What requires immediate improvement, and what level of capital expenditure is required to maintain existing assets, let alone improve them? Ensure all your actions are helping the business become more profitable.
Have you got the right legal structure in place to maximise after tax cash-flows and open all avenues of sale, when the time comes (e.g. internal succession, trade sale of entity or business assets or management buy-out)?
2) Choose the right time
No-one can predict the future. However, you can use the past as a reference point and study emerging trends to get a gauge on the right time to sell. How do current capitalisation rates (sales multiples) compare to historical averages and other industries? Is the market white hot, heating up, cold or cooling?
Why are you selling this business, and why now? A forced sale is going to diminish your negotiating power.
Do you hold any strategic value that is not reflected in the latest valuation you had done for the bank (e.g. location, early adoption of technology, intellectual property, key contracts or key persons)? What can be done to maximise or document this value in a way that would result in a premium being paid for your business?
3) Understand your strategy and what you are selling
If you don’t understand the key drivers for success in the business, the due diligence examination is likely to uncover some significant holes. If there is a clear plan in place and it is working, there is less risk involved for the purchaser. For example, how do you market your business and how do you grow sales? How do you manage your business and control expenditure?

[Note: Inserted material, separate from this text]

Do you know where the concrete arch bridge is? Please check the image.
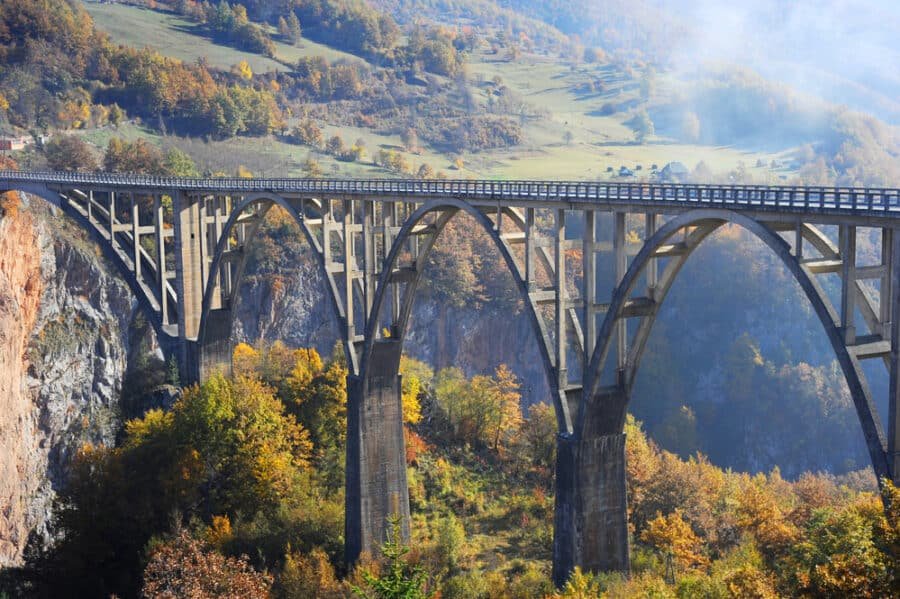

Together with the key drivers for success, you will need to be able to explain what exactly you are selling. Is it assets or a business structure? Does that help or hinder the purchaser? Are you transferring key people, customer relationships and supplier relationships? Are these documented with formal agreements? What systems or processes are in place that reduce the key person reliance? Are these systems formally documented/independently certified?
4) Groom your business for sale
It isn’t all about the financials, particularly when it comes to holiday parks. First physical appearances will make an impact too. Does it look beautiful, neat and tidy? Or, does it just look like hard work? What assets need replacement and when? A buyer will often be looking at more than one business and the thing that might separate one from the other could be gut feel.
Are your records (legal and financial records in particular) accurate, relevant and up to date? Would they stand up to intense scrutiny? Are you operating in accordance with your permitted use? What regulatory / planning rules exist and are you complying?
You need to get your financial statements ready for sale at least three years before you actually intend to exit (a buyer will typically want at least three years’ worth of figures). Most financial statements are presented in a format to simplify reporting for tax purposes, so ensure your accounts best reflect the value of your business and its financial status.
5) Be aware of exit tax concessions
There are a number of tax concessions that work well for tourist park owners upon exiting. One important example to be aware of is small business capital gains tax exemptions (CGT), whereby if your turnover is below $2 million you only have to pay minimal CGT upon sale. This is great for tourist parks, which are typically high asset value low turnover businesses (in comparison to other industries).
The right structure (see no. 1, above) will dictate how you access your proceeds and over what time period. It is difficult to get large amounts of cash out of a company tax effectively when compared to trusts. However, trusts are rarely the right option for operating a business.
There may be an option to re-structure prior to sale to achieve the best post-tax cash outcome. Particularly when older structures are involved. However, care is needed – particularly where the tax office is concerned.
6) Hire an adviser who knows the industry and understands buying and selling
When selling any business, it’s important to hire or have in your corner experienced business advisers who have worked on deals in the industry before. They will have good contacts and know the ins and outs of things like CGT concessions and valuation methodologies. They will also help you keep an eye on the end goal – particularly as you progress through the various stages of sale, it can get emotional.